North Korea launched its much-anticipated long-range rocket over international objections, an official said.
"We're now tracking the flight path," an official speaking on condition of anonymity told South Korea's Yonhap News Agency.
The launch of the Unha-3 rocket came on the second day of a five-day window of opportunity. The North said the rocket's only mission was carry a satellite into space, but the South, the United States and others worry it was a cover to develop an intercontinental ballistic missile capable of carrying a nuclear warhead.
Many analysts had thought the launch would be Saturday, the eve of the centennial birth celebrations of the North's late founder Kim Il Sung, grandfather of current leader Kim Jong Un, Yonhap said.
Several Western countries said they think the launch really is a test of North Korea's ballistic missile technology, which would violate several U.N. resolutions.

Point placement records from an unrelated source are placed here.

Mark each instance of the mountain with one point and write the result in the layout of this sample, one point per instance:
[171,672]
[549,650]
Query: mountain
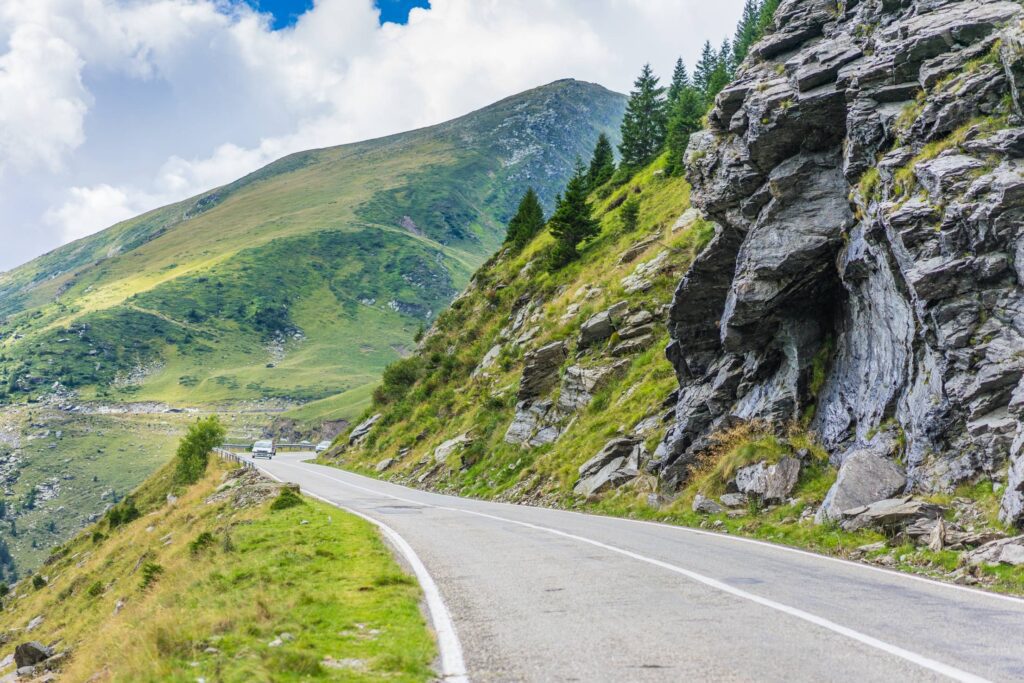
[815,339]
[300,281]
[287,290]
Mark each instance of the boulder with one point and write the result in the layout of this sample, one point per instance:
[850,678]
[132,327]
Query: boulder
[689,217]
[769,483]
[1004,551]
[540,371]
[31,653]
[442,452]
[706,506]
[733,500]
[890,514]
[863,478]
[487,359]
[596,329]
[361,429]
[615,464]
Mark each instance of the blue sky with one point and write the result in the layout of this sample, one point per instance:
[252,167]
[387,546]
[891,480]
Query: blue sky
[111,109]
[287,12]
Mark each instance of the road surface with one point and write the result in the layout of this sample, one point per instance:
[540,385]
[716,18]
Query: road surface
[548,595]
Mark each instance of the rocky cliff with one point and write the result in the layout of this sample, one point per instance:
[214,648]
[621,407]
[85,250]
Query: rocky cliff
[865,174]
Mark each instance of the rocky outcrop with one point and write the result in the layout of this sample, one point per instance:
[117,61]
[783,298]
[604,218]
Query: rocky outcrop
[768,483]
[615,464]
[865,175]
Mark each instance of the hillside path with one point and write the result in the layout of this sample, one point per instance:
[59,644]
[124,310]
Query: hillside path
[537,594]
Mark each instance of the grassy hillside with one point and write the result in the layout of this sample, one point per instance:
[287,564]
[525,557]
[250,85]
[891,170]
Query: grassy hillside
[464,383]
[300,281]
[221,586]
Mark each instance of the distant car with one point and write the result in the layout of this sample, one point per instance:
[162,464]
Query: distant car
[264,449]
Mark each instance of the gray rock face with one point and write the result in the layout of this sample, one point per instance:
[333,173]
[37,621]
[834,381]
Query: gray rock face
[1004,551]
[31,653]
[596,329]
[769,483]
[863,478]
[854,232]
[706,506]
[361,429]
[615,464]
[540,370]
[890,514]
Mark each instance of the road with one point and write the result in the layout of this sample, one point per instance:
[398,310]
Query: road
[548,595]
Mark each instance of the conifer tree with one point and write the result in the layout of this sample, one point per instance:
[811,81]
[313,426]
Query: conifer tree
[643,125]
[602,164]
[747,31]
[705,70]
[722,74]
[572,221]
[680,80]
[527,221]
[683,122]
[765,15]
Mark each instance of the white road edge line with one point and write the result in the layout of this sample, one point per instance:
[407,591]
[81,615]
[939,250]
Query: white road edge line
[728,538]
[920,659]
[453,666]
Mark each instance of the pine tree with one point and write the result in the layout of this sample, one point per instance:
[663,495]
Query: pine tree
[722,74]
[765,15]
[680,80]
[572,221]
[683,122]
[527,221]
[705,70]
[602,164]
[747,31]
[643,125]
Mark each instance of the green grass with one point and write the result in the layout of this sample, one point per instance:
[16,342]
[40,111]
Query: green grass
[308,569]
[327,242]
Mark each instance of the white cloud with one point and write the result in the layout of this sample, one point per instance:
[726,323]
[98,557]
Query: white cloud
[90,209]
[113,107]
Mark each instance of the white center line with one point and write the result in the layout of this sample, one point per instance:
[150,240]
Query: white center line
[920,659]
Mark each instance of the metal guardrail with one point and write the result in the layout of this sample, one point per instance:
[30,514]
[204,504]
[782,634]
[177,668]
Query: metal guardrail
[233,457]
[281,446]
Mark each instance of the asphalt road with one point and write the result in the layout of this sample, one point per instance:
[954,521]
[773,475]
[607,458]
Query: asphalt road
[548,595]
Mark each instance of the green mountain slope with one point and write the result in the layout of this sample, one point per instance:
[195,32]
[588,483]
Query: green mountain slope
[298,282]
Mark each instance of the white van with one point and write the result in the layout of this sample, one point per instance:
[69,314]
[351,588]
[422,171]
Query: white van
[264,449]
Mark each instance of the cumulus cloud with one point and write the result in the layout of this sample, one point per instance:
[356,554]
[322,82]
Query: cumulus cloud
[115,107]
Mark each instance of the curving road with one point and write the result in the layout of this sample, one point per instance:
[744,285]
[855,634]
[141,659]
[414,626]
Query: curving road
[548,595]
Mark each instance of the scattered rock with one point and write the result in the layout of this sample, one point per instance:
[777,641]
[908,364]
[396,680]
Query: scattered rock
[889,514]
[1004,551]
[596,329]
[363,429]
[770,483]
[706,506]
[31,653]
[863,478]
[615,464]
[733,500]
[442,452]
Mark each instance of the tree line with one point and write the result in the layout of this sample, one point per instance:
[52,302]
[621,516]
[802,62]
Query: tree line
[657,120]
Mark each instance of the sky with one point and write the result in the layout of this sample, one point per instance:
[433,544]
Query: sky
[112,108]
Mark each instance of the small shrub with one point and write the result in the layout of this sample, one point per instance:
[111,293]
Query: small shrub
[194,451]
[122,513]
[151,571]
[288,498]
[201,543]
[630,215]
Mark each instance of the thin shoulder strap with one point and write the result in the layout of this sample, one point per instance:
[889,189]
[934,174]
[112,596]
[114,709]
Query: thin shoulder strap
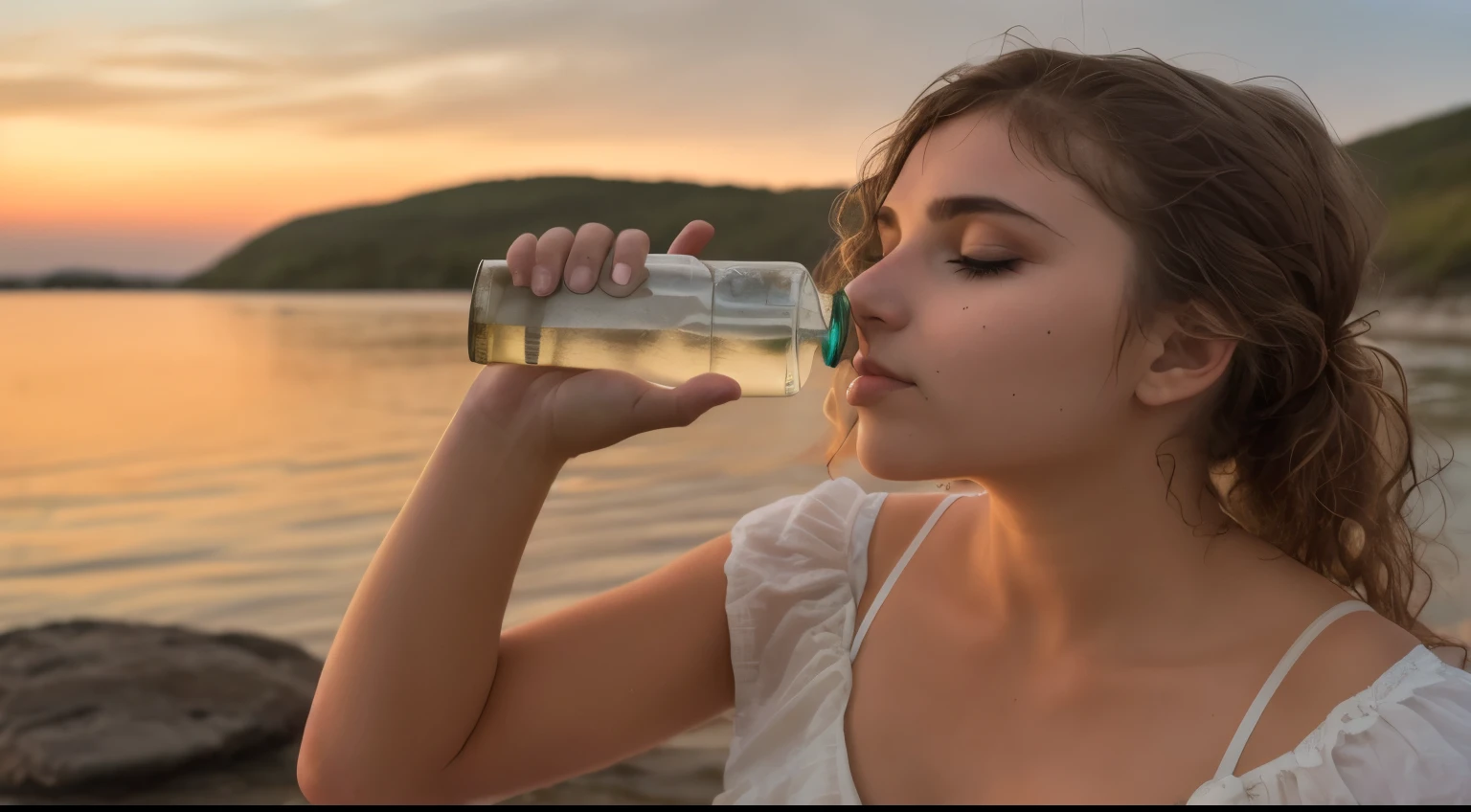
[1254,713]
[894,574]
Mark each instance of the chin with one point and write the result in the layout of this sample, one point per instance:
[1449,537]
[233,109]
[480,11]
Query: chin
[900,460]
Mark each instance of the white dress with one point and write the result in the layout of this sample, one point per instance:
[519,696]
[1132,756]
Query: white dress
[798,568]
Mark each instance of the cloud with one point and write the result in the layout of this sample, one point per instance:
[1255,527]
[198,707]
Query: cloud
[526,68]
[640,68]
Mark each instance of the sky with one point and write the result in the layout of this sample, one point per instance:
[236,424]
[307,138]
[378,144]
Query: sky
[153,136]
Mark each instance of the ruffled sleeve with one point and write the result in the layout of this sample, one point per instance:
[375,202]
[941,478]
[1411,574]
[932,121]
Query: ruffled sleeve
[1405,738]
[790,609]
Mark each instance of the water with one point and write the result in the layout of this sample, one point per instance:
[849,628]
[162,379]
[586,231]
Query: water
[233,461]
[762,324]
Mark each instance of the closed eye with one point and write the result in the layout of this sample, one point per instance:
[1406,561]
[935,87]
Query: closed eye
[973,266]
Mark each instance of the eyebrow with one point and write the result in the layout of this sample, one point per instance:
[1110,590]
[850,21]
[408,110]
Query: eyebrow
[943,209]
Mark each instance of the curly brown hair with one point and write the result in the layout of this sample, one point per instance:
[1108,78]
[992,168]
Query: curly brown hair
[1259,227]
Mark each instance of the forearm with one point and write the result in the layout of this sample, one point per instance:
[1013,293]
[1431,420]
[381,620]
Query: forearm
[415,656]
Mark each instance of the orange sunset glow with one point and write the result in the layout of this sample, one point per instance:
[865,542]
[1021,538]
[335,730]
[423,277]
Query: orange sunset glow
[155,136]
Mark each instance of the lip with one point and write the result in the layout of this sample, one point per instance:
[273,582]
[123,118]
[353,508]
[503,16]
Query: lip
[865,365]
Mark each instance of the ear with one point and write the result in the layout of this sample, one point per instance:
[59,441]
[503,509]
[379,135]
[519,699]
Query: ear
[1180,365]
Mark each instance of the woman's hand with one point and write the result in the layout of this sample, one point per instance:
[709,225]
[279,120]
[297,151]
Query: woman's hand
[578,411]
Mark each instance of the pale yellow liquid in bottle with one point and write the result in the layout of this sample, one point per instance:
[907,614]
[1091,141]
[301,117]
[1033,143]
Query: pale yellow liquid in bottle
[662,334]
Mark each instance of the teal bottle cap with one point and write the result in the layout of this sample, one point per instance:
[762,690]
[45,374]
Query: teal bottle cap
[837,329]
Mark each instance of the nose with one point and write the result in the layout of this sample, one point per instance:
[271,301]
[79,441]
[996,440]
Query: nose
[877,301]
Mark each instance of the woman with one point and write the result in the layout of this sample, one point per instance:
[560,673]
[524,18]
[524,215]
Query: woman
[1117,296]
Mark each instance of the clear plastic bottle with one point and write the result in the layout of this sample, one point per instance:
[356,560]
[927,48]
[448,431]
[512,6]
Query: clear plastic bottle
[759,323]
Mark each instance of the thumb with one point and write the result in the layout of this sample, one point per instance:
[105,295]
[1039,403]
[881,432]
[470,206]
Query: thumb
[668,408]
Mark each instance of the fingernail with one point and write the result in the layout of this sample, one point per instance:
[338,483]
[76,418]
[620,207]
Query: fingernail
[581,280]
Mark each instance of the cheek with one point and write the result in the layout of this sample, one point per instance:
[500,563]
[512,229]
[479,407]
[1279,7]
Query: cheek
[1027,370]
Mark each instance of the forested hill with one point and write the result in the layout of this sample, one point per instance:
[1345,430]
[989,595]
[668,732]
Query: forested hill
[436,240]
[1423,172]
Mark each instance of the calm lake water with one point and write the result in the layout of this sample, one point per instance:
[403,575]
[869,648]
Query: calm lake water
[231,461]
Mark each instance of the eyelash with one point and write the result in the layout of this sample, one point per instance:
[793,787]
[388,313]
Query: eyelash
[974,268]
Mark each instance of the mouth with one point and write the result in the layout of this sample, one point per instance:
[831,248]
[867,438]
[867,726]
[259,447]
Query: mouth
[872,383]
[865,365]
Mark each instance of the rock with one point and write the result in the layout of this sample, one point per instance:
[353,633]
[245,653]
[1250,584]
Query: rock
[87,704]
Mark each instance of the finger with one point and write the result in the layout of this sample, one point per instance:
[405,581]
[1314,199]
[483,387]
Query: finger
[667,408]
[630,254]
[521,257]
[693,237]
[552,250]
[592,244]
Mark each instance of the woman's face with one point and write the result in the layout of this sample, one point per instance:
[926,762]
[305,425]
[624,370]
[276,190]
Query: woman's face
[1012,365]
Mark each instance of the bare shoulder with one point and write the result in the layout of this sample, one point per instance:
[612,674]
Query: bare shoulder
[1347,658]
[899,520]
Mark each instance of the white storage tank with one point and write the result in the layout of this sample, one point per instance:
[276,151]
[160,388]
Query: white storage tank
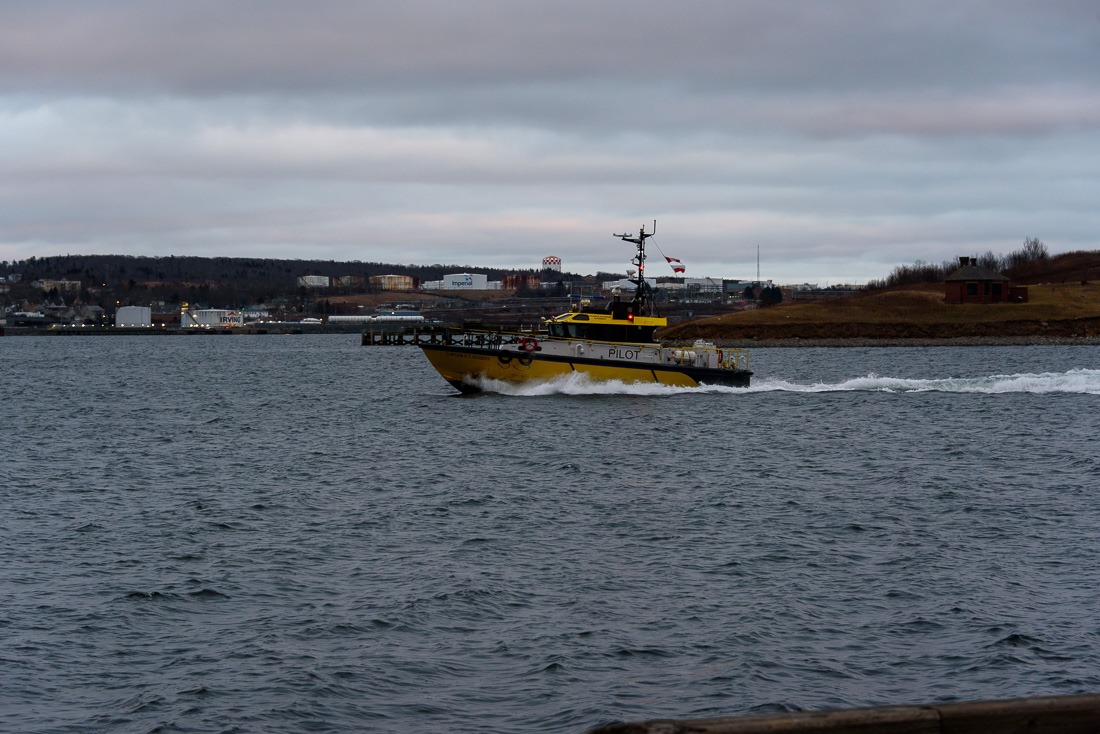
[133,316]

The United States was preparing a response to the launch, which includes suspension of a food aid agreement announced six weeks ago, a senior official told The New York Times. The United States also plans to bring together international condemnation of the launch.
The United States won't seek more U.N. Security Council sanctions because North Korea already is heavily sanctioned and the United States must preserve its political standing with China and Russia to secure their backing for any future U.N. measures against Syria and Iran, the official told the Times. More likely, the source said, would be a statement from the U.N. Security Council president.
Administration officials said they were concerned the missile launch could be the first in a series of provocations that may include testing of a nuclear bomb possibly fueled by highly enriched uranium.
"North Korea should stop engaging in these types of provocative and destabilizing actions," Tommy Vietor, a spokesman for the National Security Council, told the Times. "We'd like to see nations that have close relations with North Korea consider what else they could do to send a clear signal to this new leadership that it's time for them to move in a different direction."